Oxygen production can be achieved by a variety of methods, e.g. distillation, absorption, membrane permeation, chemical reaction and diffusion. Almost all of these methods have been applied only to small scale oxygen production. For reasons of practicality and economic feasibility, air distillation is the only method currently employed to produce large quantities of oxygen having sufficient purity for commercial use such as in a coal gasification plant.
The apparatus used for the production of gaseous oxygen by air distillation generally is divided into five major zones. An air compression zone is utilized to compress air from atmospheric pressure to higher pressures needed for subsequent processing. An impurity removal zone is employed to remove water, carbon dioxide, hydrocarbons, and other impurities to thereby provide a highly pure air stream.

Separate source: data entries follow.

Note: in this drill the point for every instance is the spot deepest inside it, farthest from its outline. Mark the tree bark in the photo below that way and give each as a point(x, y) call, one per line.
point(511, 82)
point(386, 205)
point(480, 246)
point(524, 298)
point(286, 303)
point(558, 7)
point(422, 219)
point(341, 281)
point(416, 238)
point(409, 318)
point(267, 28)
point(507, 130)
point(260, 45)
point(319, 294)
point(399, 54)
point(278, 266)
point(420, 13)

A third zone cools the air to its condensation temperature and recovers refrigeration through the expansion of gas by the use of heat exchangers. Through the use of a series of fractionation columns, the air is distilled in a fourth zone into the oxygen product and nitrogen waste. Finally, a fifth zone is employed to compress the oxygen product to the delivery pressure required by the end user.
One such system is described in Bernstein, U.S. Pat. No. 3,113,854 incorporated in its entirety herein by reference. Pressurized air is sent to a condenser to obtain a liquid/gas air product which is then fractionated in a high pressure column to produce a crude liquid oxygen product and relatively pure nitrogen gas. The crude liquid oxygen is sent to a low pressure fractionation column to obtain an oxygen product which is then warmed to ambient temperature and pressurized according to commercial requirements.
One aspect of the Bernstein process is to remove the liquid oxygen from the low pressure column and forward the same to the air condenser. The liquid oxygen is vaporized in the air condenser and a portion of the gaseous oxygen is used as reboil for the low pressure column.
Bernstein also provides for the controlled removal of a liquid material from the low pressure column for use in a reboiler to effect liquefaction of a high pressure gaseous nitrogen stream originating from the high pressure column. In addition, Bernstein provides refrigeration by expansion with work of a portion of the high pressure nitrogen gas using an expansion engine or turboexpander. In accordance with the Bernstein improvements of the conventional two fractionation zone separation system, the energy for air compression is significantly reduced.
However, the Bernstein process is able to obtain recoveries of pure oxygen greater than about 95 percent when the nitrogen flow to the turboexpander for refrigeration is less than 10 percent of the feed air, a value achievable only in the very largest plants. Considering the vast amount of pure oxygen needed for commercial applications, where flows to the turboexpander will be greater than about 10 percent, improving oxygen recovery remains a necessary and desirable goal in the industry. In addition, there is a need to operate an oxygen recovery system in which oxygen can be readily delivered over a range of pressures without utilizing an oxygen compressor; or where the feed gas to an oxygen compressor is at a pressure higher than that at which it could be delivered from low pressure column pressure. Such an improved method, and apparatus therefor is provided in accordance with the present invention.